[antlr-interest] Antlr noobie, nondeterminism abounds

WesSantee jws01 at thevortex.com
Sat May 8 21:01:30 PDT 2004


Greetings all,

I'm just getting started in antlr (and language recognition in
general).  I've been looking through some of the examples, but after
trying my hand at my own grammar, I'm getting lexical nondeterminism
warnings everywhere, and I don't know how to get around them.

Here's an example:

1) Create a lexer rule representing exactly four decimal digits.
2) Create a lexer rule representing any 32-bit unsigned decimal value.

Since #2 is a superset of #1, I get nondeterminism warnings.  And no
wonder.  The problem is, I can't think of a way to disambiguate one
from the other.  Bumping k is only going to help in the case where the
number is >4 digits.

Here's another example:

1) Create a lexer rule representing ASCII characters 1..7F (call it
CHAR).
2) Create a lexer rule representing ASCII characters 1..FF (call it
CHAR8).
3) Create a lexer rule represeting everything in CHAR *except* '\r'
and '\n'.

Here again, CHAR8 is a superset of CHAR, and #3 is even crazier.

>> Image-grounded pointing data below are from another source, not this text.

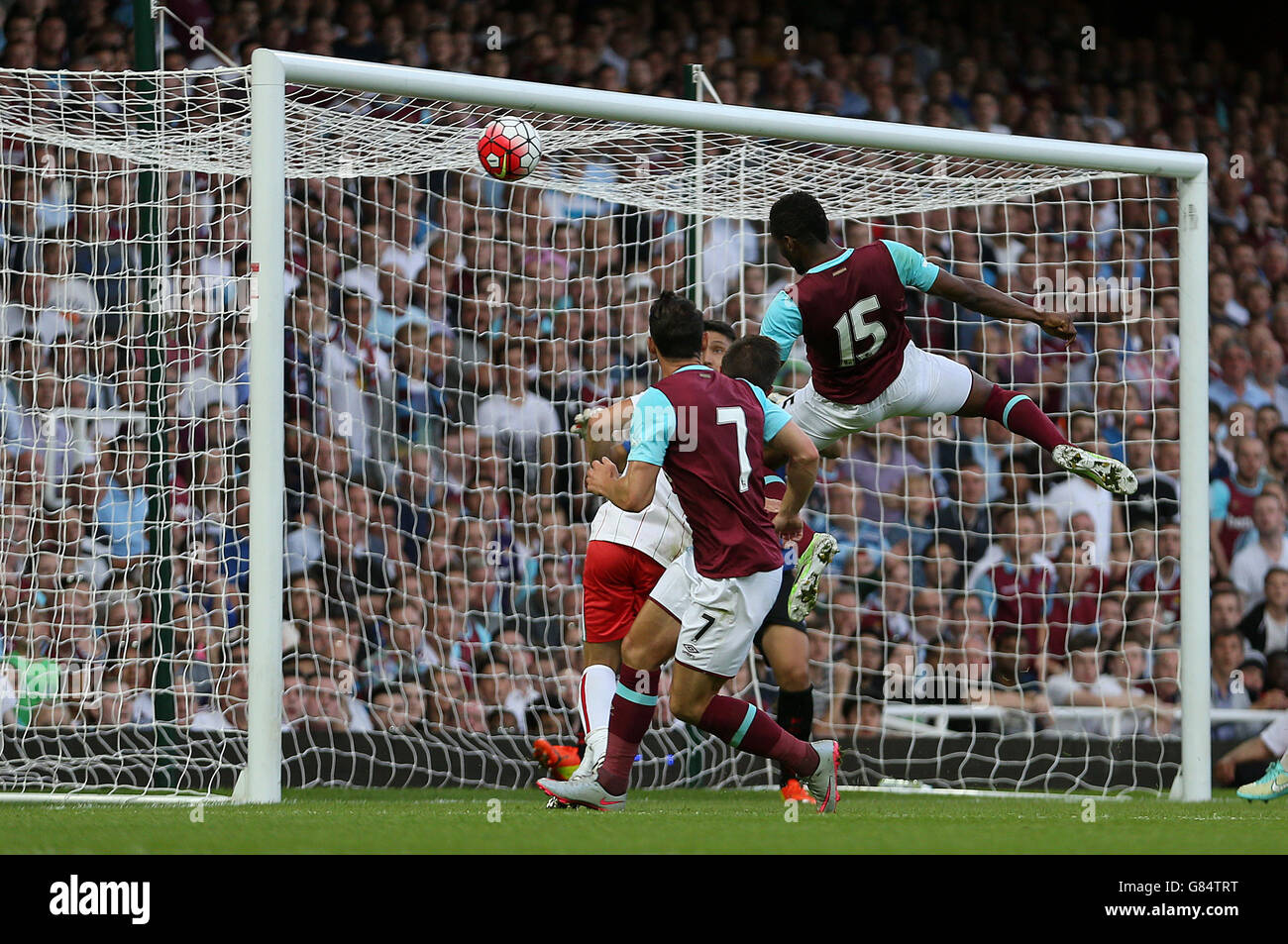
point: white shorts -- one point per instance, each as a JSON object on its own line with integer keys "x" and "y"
{"x": 927, "y": 384}
{"x": 717, "y": 617}
{"x": 1275, "y": 737}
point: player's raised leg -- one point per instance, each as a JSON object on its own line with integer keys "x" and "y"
{"x": 1020, "y": 415}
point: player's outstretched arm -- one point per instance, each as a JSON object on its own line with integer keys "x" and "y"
{"x": 631, "y": 491}
{"x": 802, "y": 472}
{"x": 979, "y": 296}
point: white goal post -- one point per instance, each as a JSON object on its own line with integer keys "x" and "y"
{"x": 273, "y": 71}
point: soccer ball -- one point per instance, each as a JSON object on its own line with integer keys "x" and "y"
{"x": 509, "y": 149}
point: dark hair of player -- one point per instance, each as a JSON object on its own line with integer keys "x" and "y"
{"x": 800, "y": 217}
{"x": 754, "y": 359}
{"x": 675, "y": 325}
{"x": 720, "y": 327}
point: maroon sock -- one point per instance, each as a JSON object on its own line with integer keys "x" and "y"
{"x": 747, "y": 728}
{"x": 1021, "y": 416}
{"x": 632, "y": 712}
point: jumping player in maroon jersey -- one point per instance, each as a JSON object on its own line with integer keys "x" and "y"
{"x": 849, "y": 304}
{"x": 708, "y": 433}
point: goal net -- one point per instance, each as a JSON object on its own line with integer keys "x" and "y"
{"x": 441, "y": 331}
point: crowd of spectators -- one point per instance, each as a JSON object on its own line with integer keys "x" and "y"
{"x": 442, "y": 331}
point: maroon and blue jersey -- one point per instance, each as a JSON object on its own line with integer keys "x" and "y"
{"x": 850, "y": 310}
{"x": 707, "y": 432}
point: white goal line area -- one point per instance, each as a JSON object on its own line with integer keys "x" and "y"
{"x": 274, "y": 179}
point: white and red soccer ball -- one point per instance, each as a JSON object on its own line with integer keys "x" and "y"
{"x": 509, "y": 149}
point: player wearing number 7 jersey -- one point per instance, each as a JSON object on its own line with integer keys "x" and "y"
{"x": 707, "y": 432}
{"x": 849, "y": 305}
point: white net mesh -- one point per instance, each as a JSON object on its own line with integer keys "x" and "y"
{"x": 442, "y": 331}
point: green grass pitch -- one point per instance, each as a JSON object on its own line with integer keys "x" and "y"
{"x": 464, "y": 820}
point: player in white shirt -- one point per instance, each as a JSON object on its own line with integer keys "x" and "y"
{"x": 626, "y": 557}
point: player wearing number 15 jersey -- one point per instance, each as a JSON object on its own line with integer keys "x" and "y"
{"x": 849, "y": 305}
{"x": 707, "y": 432}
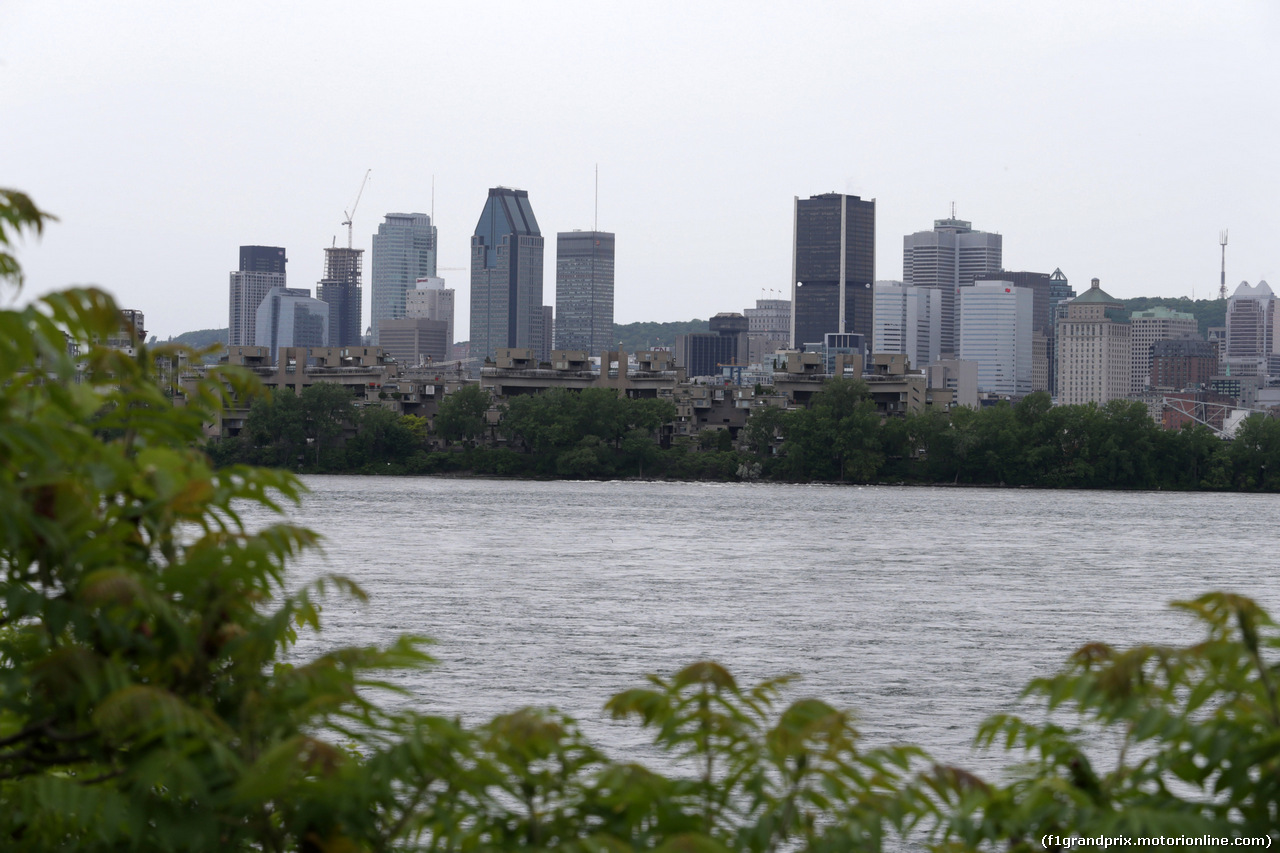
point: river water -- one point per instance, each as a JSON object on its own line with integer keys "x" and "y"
{"x": 922, "y": 609}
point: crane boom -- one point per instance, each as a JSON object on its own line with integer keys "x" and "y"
{"x": 356, "y": 204}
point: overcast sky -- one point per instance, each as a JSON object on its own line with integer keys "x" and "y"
{"x": 1112, "y": 140}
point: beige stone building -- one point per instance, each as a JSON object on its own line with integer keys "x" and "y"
{"x": 1095, "y": 355}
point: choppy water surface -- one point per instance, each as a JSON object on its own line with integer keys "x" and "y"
{"x": 923, "y": 609}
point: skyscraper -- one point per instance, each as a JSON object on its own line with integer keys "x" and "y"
{"x": 260, "y": 269}
{"x": 289, "y": 318}
{"x": 832, "y": 267}
{"x": 342, "y": 291}
{"x": 506, "y": 276}
{"x": 908, "y": 320}
{"x": 1251, "y": 329}
{"x": 949, "y": 258}
{"x": 996, "y": 334}
{"x": 1093, "y": 350}
{"x": 584, "y": 291}
{"x": 1157, "y": 323}
{"x": 432, "y": 300}
{"x": 403, "y": 251}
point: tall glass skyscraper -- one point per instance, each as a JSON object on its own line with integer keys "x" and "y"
{"x": 832, "y": 267}
{"x": 260, "y": 269}
{"x": 950, "y": 256}
{"x": 403, "y": 251}
{"x": 584, "y": 291}
{"x": 506, "y": 276}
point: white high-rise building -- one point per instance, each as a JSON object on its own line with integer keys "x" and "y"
{"x": 260, "y": 269}
{"x": 1251, "y": 333}
{"x": 430, "y": 300}
{"x": 1147, "y": 327}
{"x": 996, "y": 333}
{"x": 908, "y": 319}
{"x": 289, "y": 318}
{"x": 403, "y": 251}
{"x": 950, "y": 256}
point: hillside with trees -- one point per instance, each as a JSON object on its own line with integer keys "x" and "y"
{"x": 1207, "y": 313}
{"x": 635, "y": 337}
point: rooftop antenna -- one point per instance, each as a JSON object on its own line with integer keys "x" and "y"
{"x": 350, "y": 215}
{"x": 1221, "y": 241}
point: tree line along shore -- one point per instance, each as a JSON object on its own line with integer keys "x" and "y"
{"x": 839, "y": 438}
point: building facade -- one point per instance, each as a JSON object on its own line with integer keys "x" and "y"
{"x": 1251, "y": 338}
{"x": 1093, "y": 350}
{"x": 705, "y": 354}
{"x": 584, "y": 291}
{"x": 996, "y": 334}
{"x": 1147, "y": 327}
{"x": 950, "y": 256}
{"x": 908, "y": 320}
{"x": 832, "y": 267}
{"x": 289, "y": 318}
{"x": 1180, "y": 364}
{"x": 506, "y": 276}
{"x": 341, "y": 288}
{"x": 260, "y": 269}
{"x": 432, "y": 300}
{"x": 405, "y": 250}
{"x": 416, "y": 341}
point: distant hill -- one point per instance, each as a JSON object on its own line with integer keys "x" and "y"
{"x": 202, "y": 338}
{"x": 1206, "y": 311}
{"x": 641, "y": 336}
{"x": 205, "y": 338}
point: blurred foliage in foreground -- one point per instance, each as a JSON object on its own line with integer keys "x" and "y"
{"x": 147, "y": 697}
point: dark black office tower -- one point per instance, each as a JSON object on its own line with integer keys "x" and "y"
{"x": 832, "y": 267}
{"x": 342, "y": 291}
{"x": 263, "y": 259}
{"x": 507, "y": 276}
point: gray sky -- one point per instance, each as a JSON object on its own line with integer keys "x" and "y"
{"x": 1114, "y": 140}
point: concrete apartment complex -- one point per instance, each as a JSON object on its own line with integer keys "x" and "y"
{"x": 1095, "y": 355}
{"x": 996, "y": 334}
{"x": 405, "y": 250}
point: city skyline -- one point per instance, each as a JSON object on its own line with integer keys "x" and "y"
{"x": 1119, "y": 127}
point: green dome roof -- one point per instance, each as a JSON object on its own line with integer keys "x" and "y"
{"x": 1095, "y": 295}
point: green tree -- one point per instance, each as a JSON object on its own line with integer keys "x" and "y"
{"x": 328, "y": 410}
{"x": 277, "y": 429}
{"x": 18, "y": 213}
{"x": 461, "y": 416}
{"x": 763, "y": 428}
{"x": 1255, "y": 454}
{"x": 837, "y": 436}
{"x": 142, "y": 703}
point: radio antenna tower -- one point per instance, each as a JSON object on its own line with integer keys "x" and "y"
{"x": 1221, "y": 241}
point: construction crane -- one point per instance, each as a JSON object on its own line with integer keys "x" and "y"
{"x": 356, "y": 204}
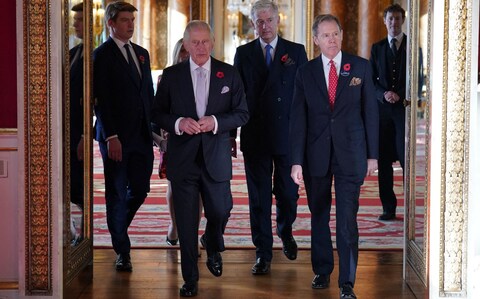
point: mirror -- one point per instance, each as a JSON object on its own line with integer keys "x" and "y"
{"x": 77, "y": 146}
{"x": 417, "y": 136}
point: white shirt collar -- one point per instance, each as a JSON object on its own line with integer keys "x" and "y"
{"x": 337, "y": 59}
{"x": 207, "y": 65}
{"x": 273, "y": 43}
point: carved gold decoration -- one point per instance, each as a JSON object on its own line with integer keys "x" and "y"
{"x": 454, "y": 153}
{"x": 38, "y": 148}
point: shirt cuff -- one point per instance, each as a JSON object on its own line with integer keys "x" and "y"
{"x": 177, "y": 126}
{"x": 215, "y": 127}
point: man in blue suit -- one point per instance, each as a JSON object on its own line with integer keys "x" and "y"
{"x": 123, "y": 89}
{"x": 389, "y": 66}
{"x": 268, "y": 66}
{"x": 334, "y": 120}
{"x": 198, "y": 102}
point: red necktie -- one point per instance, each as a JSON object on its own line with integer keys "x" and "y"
{"x": 332, "y": 84}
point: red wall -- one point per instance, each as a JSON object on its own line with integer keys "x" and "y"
{"x": 8, "y": 65}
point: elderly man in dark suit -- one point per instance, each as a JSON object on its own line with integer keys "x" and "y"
{"x": 389, "y": 66}
{"x": 335, "y": 123}
{"x": 198, "y": 102}
{"x": 267, "y": 66}
{"x": 123, "y": 89}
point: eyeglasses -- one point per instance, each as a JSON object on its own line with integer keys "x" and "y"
{"x": 261, "y": 23}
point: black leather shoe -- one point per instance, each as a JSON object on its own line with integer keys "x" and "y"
{"x": 290, "y": 248}
{"x": 346, "y": 291}
{"x": 261, "y": 267}
{"x": 172, "y": 242}
{"x": 189, "y": 289}
{"x": 215, "y": 264}
{"x": 387, "y": 216}
{"x": 123, "y": 263}
{"x": 321, "y": 281}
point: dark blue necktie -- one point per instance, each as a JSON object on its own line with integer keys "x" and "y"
{"x": 133, "y": 67}
{"x": 268, "y": 55}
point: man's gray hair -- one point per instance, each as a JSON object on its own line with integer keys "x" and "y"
{"x": 196, "y": 24}
{"x": 262, "y": 5}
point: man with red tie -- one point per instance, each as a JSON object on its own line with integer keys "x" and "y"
{"x": 334, "y": 119}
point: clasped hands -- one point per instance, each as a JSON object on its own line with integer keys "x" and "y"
{"x": 391, "y": 97}
{"x": 192, "y": 127}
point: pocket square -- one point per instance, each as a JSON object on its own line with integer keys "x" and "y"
{"x": 355, "y": 81}
{"x": 225, "y": 89}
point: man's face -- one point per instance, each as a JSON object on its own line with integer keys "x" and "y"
{"x": 266, "y": 24}
{"x": 78, "y": 24}
{"x": 329, "y": 38}
{"x": 393, "y": 22}
{"x": 199, "y": 44}
{"x": 123, "y": 27}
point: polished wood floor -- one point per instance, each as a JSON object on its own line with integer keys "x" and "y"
{"x": 156, "y": 274}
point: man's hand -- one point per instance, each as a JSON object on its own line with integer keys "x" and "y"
{"x": 114, "y": 149}
{"x": 372, "y": 165}
{"x": 391, "y": 97}
{"x": 80, "y": 152}
{"x": 189, "y": 126}
{"x": 297, "y": 174}
{"x": 206, "y": 123}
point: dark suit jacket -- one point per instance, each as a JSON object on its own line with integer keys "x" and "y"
{"x": 76, "y": 98}
{"x": 122, "y": 107}
{"x": 269, "y": 94}
{"x": 226, "y": 101}
{"x": 380, "y": 73}
{"x": 351, "y": 130}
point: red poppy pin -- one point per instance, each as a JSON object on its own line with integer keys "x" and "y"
{"x": 287, "y": 60}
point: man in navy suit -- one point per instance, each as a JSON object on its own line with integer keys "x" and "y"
{"x": 389, "y": 65}
{"x": 268, "y": 66}
{"x": 334, "y": 120}
{"x": 123, "y": 89}
{"x": 198, "y": 102}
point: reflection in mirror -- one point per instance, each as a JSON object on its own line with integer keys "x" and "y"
{"x": 420, "y": 128}
{"x": 76, "y": 125}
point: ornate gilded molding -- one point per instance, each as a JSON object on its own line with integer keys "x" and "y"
{"x": 38, "y": 148}
{"x": 453, "y": 249}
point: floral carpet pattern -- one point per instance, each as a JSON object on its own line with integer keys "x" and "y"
{"x": 148, "y": 229}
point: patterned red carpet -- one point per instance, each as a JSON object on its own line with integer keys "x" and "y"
{"x": 149, "y": 227}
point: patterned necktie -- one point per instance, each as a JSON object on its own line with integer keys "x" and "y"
{"x": 268, "y": 55}
{"x": 332, "y": 84}
{"x": 133, "y": 67}
{"x": 393, "y": 46}
{"x": 201, "y": 93}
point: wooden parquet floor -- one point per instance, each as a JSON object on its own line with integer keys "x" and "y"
{"x": 156, "y": 274}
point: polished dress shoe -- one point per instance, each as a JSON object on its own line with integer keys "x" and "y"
{"x": 215, "y": 264}
{"x": 189, "y": 289}
{"x": 346, "y": 291}
{"x": 290, "y": 248}
{"x": 387, "y": 216}
{"x": 172, "y": 242}
{"x": 261, "y": 267}
{"x": 321, "y": 281}
{"x": 123, "y": 263}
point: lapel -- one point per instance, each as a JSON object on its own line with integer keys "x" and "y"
{"x": 117, "y": 53}
{"x": 344, "y": 75}
{"x": 216, "y": 85}
{"x": 318, "y": 75}
{"x": 190, "y": 96}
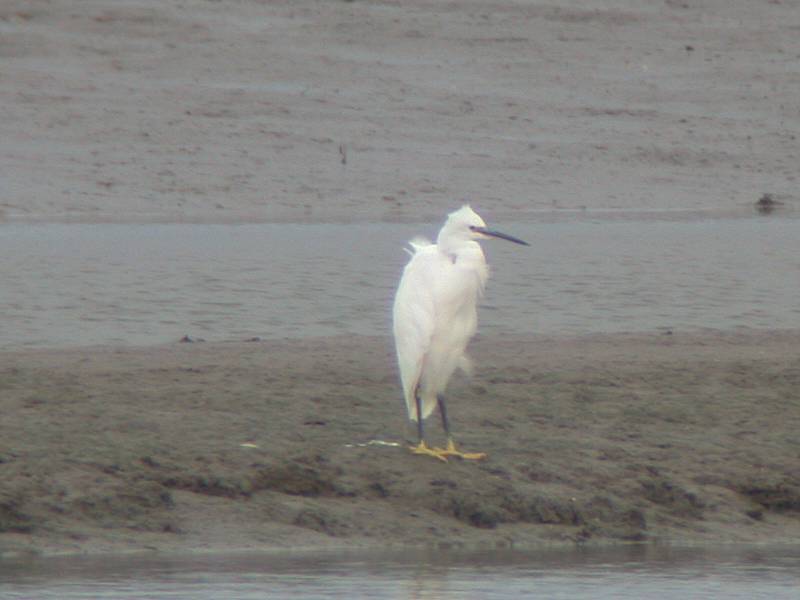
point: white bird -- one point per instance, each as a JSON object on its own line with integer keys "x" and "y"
{"x": 435, "y": 315}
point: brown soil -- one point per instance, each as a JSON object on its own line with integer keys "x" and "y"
{"x": 195, "y": 446}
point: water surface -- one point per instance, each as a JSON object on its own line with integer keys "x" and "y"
{"x": 601, "y": 573}
{"x": 144, "y": 284}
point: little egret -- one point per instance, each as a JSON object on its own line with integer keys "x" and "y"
{"x": 435, "y": 316}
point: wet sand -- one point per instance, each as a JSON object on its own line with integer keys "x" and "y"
{"x": 382, "y": 111}
{"x": 261, "y": 445}
{"x": 394, "y": 111}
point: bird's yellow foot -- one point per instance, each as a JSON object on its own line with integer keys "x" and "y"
{"x": 422, "y": 448}
{"x": 451, "y": 450}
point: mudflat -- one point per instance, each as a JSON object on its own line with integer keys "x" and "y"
{"x": 220, "y": 112}
{"x": 195, "y": 446}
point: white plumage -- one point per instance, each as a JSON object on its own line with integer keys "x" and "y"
{"x": 435, "y": 309}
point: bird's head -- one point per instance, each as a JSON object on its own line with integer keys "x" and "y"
{"x": 466, "y": 225}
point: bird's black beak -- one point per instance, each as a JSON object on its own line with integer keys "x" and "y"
{"x": 497, "y": 234}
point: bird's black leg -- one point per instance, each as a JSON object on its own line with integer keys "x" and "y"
{"x": 443, "y": 413}
{"x": 451, "y": 446}
{"x": 418, "y": 401}
{"x": 422, "y": 448}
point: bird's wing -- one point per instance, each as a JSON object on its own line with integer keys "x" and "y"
{"x": 414, "y": 319}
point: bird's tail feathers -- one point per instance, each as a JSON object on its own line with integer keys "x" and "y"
{"x": 417, "y": 244}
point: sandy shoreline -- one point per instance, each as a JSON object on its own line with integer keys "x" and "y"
{"x": 686, "y": 438}
{"x": 153, "y": 111}
{"x": 210, "y": 112}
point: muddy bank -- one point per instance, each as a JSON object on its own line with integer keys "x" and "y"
{"x": 305, "y": 110}
{"x": 194, "y": 446}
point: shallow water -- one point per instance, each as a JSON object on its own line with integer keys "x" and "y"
{"x": 146, "y": 284}
{"x": 613, "y": 573}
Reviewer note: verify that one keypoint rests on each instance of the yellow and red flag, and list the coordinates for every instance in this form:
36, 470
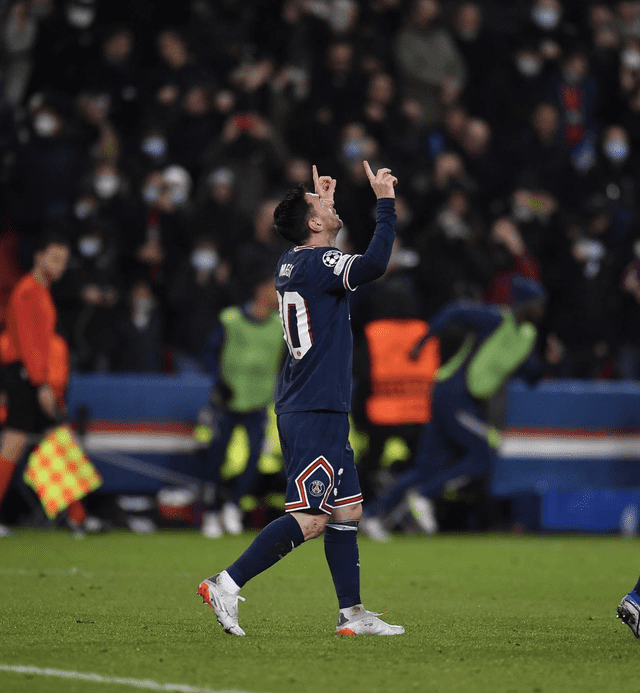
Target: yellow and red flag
59, 472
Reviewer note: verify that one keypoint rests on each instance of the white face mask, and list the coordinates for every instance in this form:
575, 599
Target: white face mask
529, 67
82, 210
80, 17
45, 124
630, 58
469, 34
178, 195
155, 147
150, 193
616, 149
89, 246
546, 17
353, 148
106, 185
205, 259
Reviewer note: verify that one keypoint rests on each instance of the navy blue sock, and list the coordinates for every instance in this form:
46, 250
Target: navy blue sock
274, 542
341, 551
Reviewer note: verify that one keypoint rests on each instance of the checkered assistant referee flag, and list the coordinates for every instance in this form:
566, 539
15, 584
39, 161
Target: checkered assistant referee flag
59, 472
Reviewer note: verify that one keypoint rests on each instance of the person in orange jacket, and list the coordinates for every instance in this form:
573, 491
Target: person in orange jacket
35, 364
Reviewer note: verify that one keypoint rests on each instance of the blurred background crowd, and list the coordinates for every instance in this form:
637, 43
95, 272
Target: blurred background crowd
160, 137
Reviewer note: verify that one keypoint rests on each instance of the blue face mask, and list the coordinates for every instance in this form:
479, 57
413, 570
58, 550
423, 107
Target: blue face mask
616, 149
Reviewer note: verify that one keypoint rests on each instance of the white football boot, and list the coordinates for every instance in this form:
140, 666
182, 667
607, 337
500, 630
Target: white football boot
223, 603
363, 622
232, 518
629, 612
211, 525
423, 512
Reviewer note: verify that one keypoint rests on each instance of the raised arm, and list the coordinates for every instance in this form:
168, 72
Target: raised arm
373, 264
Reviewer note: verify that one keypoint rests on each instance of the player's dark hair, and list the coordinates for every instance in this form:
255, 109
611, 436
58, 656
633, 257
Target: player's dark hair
292, 214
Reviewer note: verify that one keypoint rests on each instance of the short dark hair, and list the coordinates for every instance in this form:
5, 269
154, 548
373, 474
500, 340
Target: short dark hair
292, 214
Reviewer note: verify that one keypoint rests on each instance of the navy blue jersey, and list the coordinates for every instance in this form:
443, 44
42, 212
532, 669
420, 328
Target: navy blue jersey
313, 286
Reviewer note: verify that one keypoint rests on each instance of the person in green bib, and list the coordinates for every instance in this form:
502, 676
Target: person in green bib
482, 347
243, 355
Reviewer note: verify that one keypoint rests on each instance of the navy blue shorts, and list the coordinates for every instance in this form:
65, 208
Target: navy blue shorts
318, 461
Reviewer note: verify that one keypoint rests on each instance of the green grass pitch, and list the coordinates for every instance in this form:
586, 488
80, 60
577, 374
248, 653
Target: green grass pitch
495, 614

It may be that only people suffering from lexical muddy thinking would
think to implement rules like this, and that may very well be my
problem. :)  I'm trying to translate an ABNF formal syntax (the IMAP
protocol, RFC 3501 to be specific) into an antlr grammar, and so far
straight translation is not working very well.  

If you have solutions to the examples above, or recommendations on how
to cure lexical muddy thinking disease, I'm open to suggestions!